BGH entscheidet: Klimaschutz ist Sache der Politik, nicht der Gerichte
Die Deutsche Umwelthilfe (DUH) ist am Bundesgerichtshof (BGH) in Karlsruhe mit ihren Klimaklagen gegen die Automobilhersteller BMW und Mercedes-Benz gescheitert. Der Verein hatte versucht, die beiden Konzerne gerichtlich zu einem Verkaufsstopp für Neuwagen mit Verbrennungsmotoren ab dem Jahr 2030 zu verpflichten. Doch der sechste Zivilsenat des BGH wies die Revisionen der Umwelthilfe als letzte Instanz zurück und bestätigte damit die Urteile der Vorinstanzen in München und Stuttgart.
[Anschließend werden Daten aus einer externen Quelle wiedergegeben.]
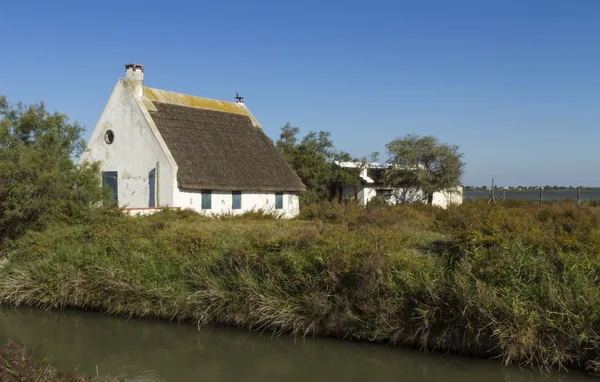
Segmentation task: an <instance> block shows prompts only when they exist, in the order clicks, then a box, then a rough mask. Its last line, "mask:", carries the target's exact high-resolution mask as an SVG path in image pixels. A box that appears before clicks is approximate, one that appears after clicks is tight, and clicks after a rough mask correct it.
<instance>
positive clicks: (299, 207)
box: [175, 189, 300, 218]
mask: <svg viewBox="0 0 600 382" xmlns="http://www.w3.org/2000/svg"><path fill="white" fill-rule="evenodd" d="M175 203H176V205H177V206H178V207H181V208H189V209H192V210H194V211H197V212H199V213H202V214H206V215H220V214H233V215H239V214H243V213H244V212H248V211H252V210H264V211H267V212H271V211H274V212H282V213H283V214H284V217H286V218H292V217H294V216H296V215H298V213H299V212H300V201H299V198H298V194H296V193H288V192H284V193H283V209H279V210H278V209H275V193H274V192H251V191H242V208H241V209H236V210H234V209H233V208H232V204H233V197H232V195H231V191H215V190H212V192H211V209H210V210H203V209H202V192H201V191H195V190H184V189H179V190H177V191H176V196H175Z"/></svg>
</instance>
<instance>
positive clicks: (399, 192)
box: [341, 185, 463, 208]
mask: <svg viewBox="0 0 600 382" xmlns="http://www.w3.org/2000/svg"><path fill="white" fill-rule="evenodd" d="M378 189H382V190H383V189H386V188H384V187H376V186H370V185H359V186H358V188H357V196H358V204H359V205H361V206H366V205H367V203H369V201H371V200H372V199H373V198H375V197H376V196H377V190H378ZM341 196H342V198H343V199H354V186H346V187H343V188H342V195H341ZM424 199H425V197H424V195H423V192H422V191H421V190H418V189H415V188H410V189H402V188H397V189H394V190H393V192H392V193H391V196H390V197H389V199H388V200H387V201H388V203H390V204H399V203H414V202H417V201H422V200H424ZM462 201H463V190H462V187H457V188H455V189H452V190H446V191H443V192H435V193H434V194H433V201H432V203H433V205H434V206H438V207H442V208H447V207H448V206H449V205H450V204H461V203H462Z"/></svg>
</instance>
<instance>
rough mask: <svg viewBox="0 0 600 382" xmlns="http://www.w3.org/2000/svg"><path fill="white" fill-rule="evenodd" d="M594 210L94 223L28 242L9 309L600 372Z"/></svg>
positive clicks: (100, 214) (326, 215)
mask: <svg viewBox="0 0 600 382" xmlns="http://www.w3.org/2000/svg"><path fill="white" fill-rule="evenodd" d="M598 254H600V220H599V216H598V212H597V211H596V210H595V209H593V208H587V207H586V208H581V209H577V208H574V207H572V206H571V207H569V206H559V207H554V206H550V205H548V206H541V207H540V206H539V205H536V204H527V205H520V206H514V207H510V208H505V207H503V206H500V205H497V206H487V205H486V204H485V203H478V202H476V203H465V204H463V205H461V206H457V207H451V208H449V209H447V210H442V209H440V208H435V207H430V206H423V205H403V206H389V207H387V206H377V207H373V208H369V209H362V208H359V207H357V206H356V205H353V204H350V203H349V204H343V205H338V204H331V203H326V204H320V205H314V206H308V207H307V208H304V209H303V211H302V213H301V217H300V218H299V219H295V220H281V219H271V218H266V219H264V218H262V217H259V218H258V219H252V218H227V219H222V220H220V219H210V218H206V217H203V216H200V215H198V214H194V213H190V212H186V211H165V212H162V213H158V214H155V215H152V216H147V217H126V216H123V215H121V214H114V213H109V212H102V213H96V214H94V215H93V217H92V219H91V220H90V221H89V222H87V223H85V224H80V225H69V224H64V223H62V224H55V225H53V226H51V227H48V228H47V229H46V230H44V231H43V232H37V233H36V232H29V233H28V234H26V235H24V236H23V237H21V238H20V239H18V240H16V241H14V242H13V243H12V244H11V247H10V261H9V262H8V263H7V264H6V265H5V266H4V267H3V268H1V269H0V303H10V304H15V305H18V304H29V305H38V306H44V307H66V306H71V307H82V308H94V309H99V310H102V311H105V312H109V313H114V314H123V315H136V316H153V317H160V318H165V319H177V320H185V321H193V322H196V323H198V324H199V325H205V324H215V323H216V324H228V325H237V326H244V327H249V328H253V329H259V330H262V329H267V330H272V331H275V332H286V333H292V334H295V335H331V336H337V337H341V338H349V339H361V340H370V341H381V342H386V343H390V344H398V345H406V346H414V347H423V348H429V349H438V350H442V351H450V352H454V353H457V354H466V355H475V356H481V357H499V358H500V359H502V360H503V361H504V362H505V363H506V364H509V363H517V364H520V365H534V366H537V367H545V368H549V367H585V368H587V369H588V370H590V371H592V372H596V371H597V370H598V366H599V365H600V353H599V344H600V335H599V334H598V333H597V328H598V327H599V326H600V288H599V285H598V284H599V281H598V280H600V258H599V257H598Z"/></svg>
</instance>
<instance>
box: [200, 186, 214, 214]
mask: <svg viewBox="0 0 600 382" xmlns="http://www.w3.org/2000/svg"><path fill="white" fill-rule="evenodd" d="M211 208H212V207H211V191H210V190H203V191H202V209H203V210H210V209H211Z"/></svg>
Persönlichkeitsrecht als Grundlage der Klage
Drei Geschäftsführer der Deutschen Umwelthilfe hatten sich in ihrer Klage auf ihr im Grundgesetz verankertes allgemeines Persönlichkeitsrecht berufen. Sie argumentierten, dass BMW und Mercedes-Benz durch ihre hohen CO₂-Emissionen einen zu großen Teil des globalen und nationalen CO₂-Budgets verbrauchen würden. Dadurch würde der politische Handlungsspielraum eingeschränkt und später weitreichende Maßnahmen zur CO₂-Reduktion notwendig, die wiederum ihre Freiheitsrechte einschränken könnten.
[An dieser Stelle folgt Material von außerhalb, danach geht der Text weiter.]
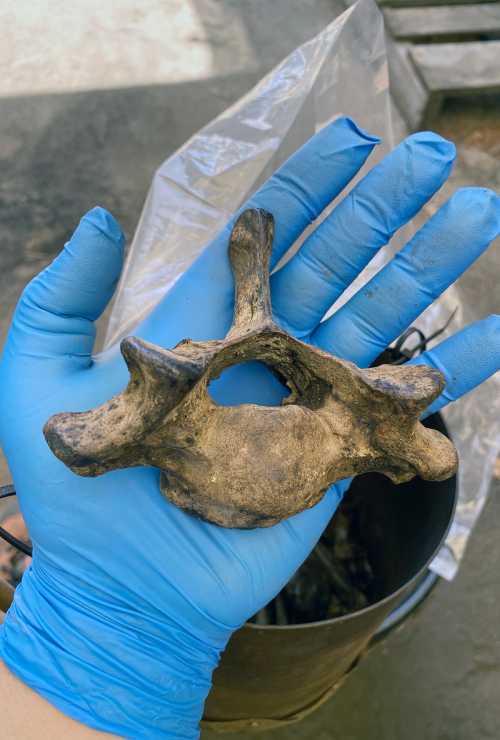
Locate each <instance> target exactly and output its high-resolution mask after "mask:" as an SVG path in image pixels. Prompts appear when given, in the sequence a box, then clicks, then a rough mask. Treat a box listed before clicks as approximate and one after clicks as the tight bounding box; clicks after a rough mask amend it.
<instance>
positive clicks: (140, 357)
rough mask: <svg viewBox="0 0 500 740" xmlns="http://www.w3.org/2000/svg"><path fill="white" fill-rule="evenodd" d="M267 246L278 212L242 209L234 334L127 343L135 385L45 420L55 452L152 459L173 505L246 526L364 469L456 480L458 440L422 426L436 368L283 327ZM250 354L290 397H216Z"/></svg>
mask: <svg viewBox="0 0 500 740" xmlns="http://www.w3.org/2000/svg"><path fill="white" fill-rule="evenodd" d="M272 242H273V218H272V216H271V215H270V214H269V213H267V212H266V211H263V210H253V209H252V210H246V211H244V212H243V213H242V214H241V215H240V216H239V218H238V219H237V221H236V223H235V225H234V227H233V230H232V234H231V238H230V243H229V259H230V262H231V267H232V271H233V276H234V282H235V307H234V317H233V323H232V326H231V328H230V330H229V332H228V334H227V335H226V337H225V338H224V339H221V340H210V341H204V342H199V341H196V342H194V341H191V340H189V339H185V340H184V341H182V342H180V343H179V344H178V345H177V346H176V347H175V348H174V349H172V350H169V349H163V348H161V347H158V346H155V345H153V344H149V343H148V342H145V341H143V340H141V339H138V338H135V337H127V338H126V339H124V340H123V341H122V344H121V351H122V354H123V357H124V358H125V361H126V363H127V366H128V369H129V372H130V380H129V383H128V385H127V387H126V388H125V390H124V391H123V392H121V393H119V394H118V395H116V396H114V397H113V398H112V399H111V400H109V401H108V402H107V403H104V404H103V405H102V406H99V407H97V408H95V409H92V410H90V411H84V412H78V413H73V412H72V413H61V414H57V415H55V416H53V417H51V418H50V419H49V420H48V422H47V423H46V425H45V427H44V434H45V438H46V440H47V442H48V444H49V446H50V448H51V450H52V451H53V452H54V454H55V455H56V456H57V457H58V458H59V459H60V460H62V461H63V462H64V463H65V464H66V465H67V466H68V467H69V468H71V470H73V471H74V472H75V473H78V474H79V475H84V476H96V475H101V474H103V473H106V472H108V471H111V470H116V469H118V468H127V467H131V466H136V465H148V466H151V465H152V466H155V467H157V468H159V469H160V470H161V477H160V488H161V491H162V493H163V494H164V495H165V496H166V497H167V498H168V499H169V500H170V501H171V502H172V503H174V504H176V505H177V506H179V507H180V508H182V509H184V510H185V511H188V512H190V513H192V514H195V515H196V516H199V517H201V518H202V519H205V520H207V521H210V522H213V523H216V524H219V525H221V526H224V527H240V528H252V527H267V526H271V525H273V524H276V523H277V522H279V521H281V520H282V519H285V518H287V517H289V516H292V515H293V514H296V513H298V512H300V511H302V510H304V509H306V508H309V507H311V506H314V504H316V503H317V502H318V501H319V500H320V499H321V498H322V496H323V495H324V493H325V491H326V490H327V488H328V487H329V486H330V485H331V484H332V483H334V482H335V481H338V480H341V479H343V478H348V477H350V476H353V475H356V474H359V473H365V472H369V471H378V472H380V473H384V474H385V475H387V476H388V477H389V478H390V479H391V480H393V481H395V482H403V481H407V480H409V479H411V478H413V477H414V476H415V475H420V476H421V477H422V478H425V479H428V480H442V479H444V478H447V477H450V476H451V475H453V474H454V473H455V471H456V468H457V454H456V451H455V448H454V447H453V445H452V443H451V442H450V441H449V440H448V439H447V438H446V437H445V436H443V435H442V434H440V433H439V432H436V431H434V430H431V429H426V428H425V427H424V426H423V425H422V424H421V423H420V421H419V418H420V416H421V414H422V412H423V411H424V409H426V408H427V406H428V405H429V404H430V403H432V401H433V400H434V399H435V398H437V396H439V394H440V393H441V392H442V390H443V388H444V379H443V376H442V374H441V373H440V372H439V371H437V370H435V369H433V368H429V367H425V366H416V365H415V366H410V365H406V366H397V367H396V366H391V365H382V366H380V367H377V368H371V369H361V368H358V367H356V366H355V365H354V364H353V363H350V362H346V361H345V360H340V359H338V358H336V357H334V356H333V355H330V354H328V353H326V352H324V351H322V350H320V349H318V348H317V347H313V346H311V345H308V344H306V343H304V342H301V341H299V340H298V339H295V338H294V337H292V336H290V335H289V334H287V333H286V332H285V331H283V329H281V327H279V326H278V325H277V324H276V323H275V322H274V320H273V317H272V311H271V301H270V290H269V261H270V256H271V250H272ZM251 360H257V361H261V362H263V363H265V364H266V365H267V366H269V367H270V368H272V369H273V370H275V371H276V372H277V373H278V374H279V376H280V377H281V378H282V379H283V381H284V382H285V383H286V384H287V385H288V387H289V389H290V395H289V396H288V397H287V398H285V399H284V401H283V403H282V405H281V406H279V407H269V406H260V405H256V404H242V405H238V406H219V405H218V404H217V403H216V402H215V401H214V400H213V399H212V398H211V396H210V394H209V392H208V385H209V383H210V381H211V380H213V379H214V378H217V377H218V376H219V375H220V374H221V372H222V371H223V370H224V369H225V368H227V367H230V366H231V365H235V364H239V363H242V362H248V361H251Z"/></svg>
Diese Argumentation basierte auf dem berühmten Klimaschutz-Beschluss des Bundesverfassungsgerichts aus dem März 2021. Damals hatte das höchste Gericht Deutschlands entschieden, dass das Klimaschutzgesetz des Bundes in seiner damaligen Form zu kurz griff und vom Gesetzgeber Nachbesserungen forderte. Die Klägerinnen und Kläger würden durch die Regelungen in ihren Freiheitsrechten verletzt, hieß es, weil "hohe Emissionsminderungslasten unumkehrbar auf Zeiträume nach 2030" verschoben würden.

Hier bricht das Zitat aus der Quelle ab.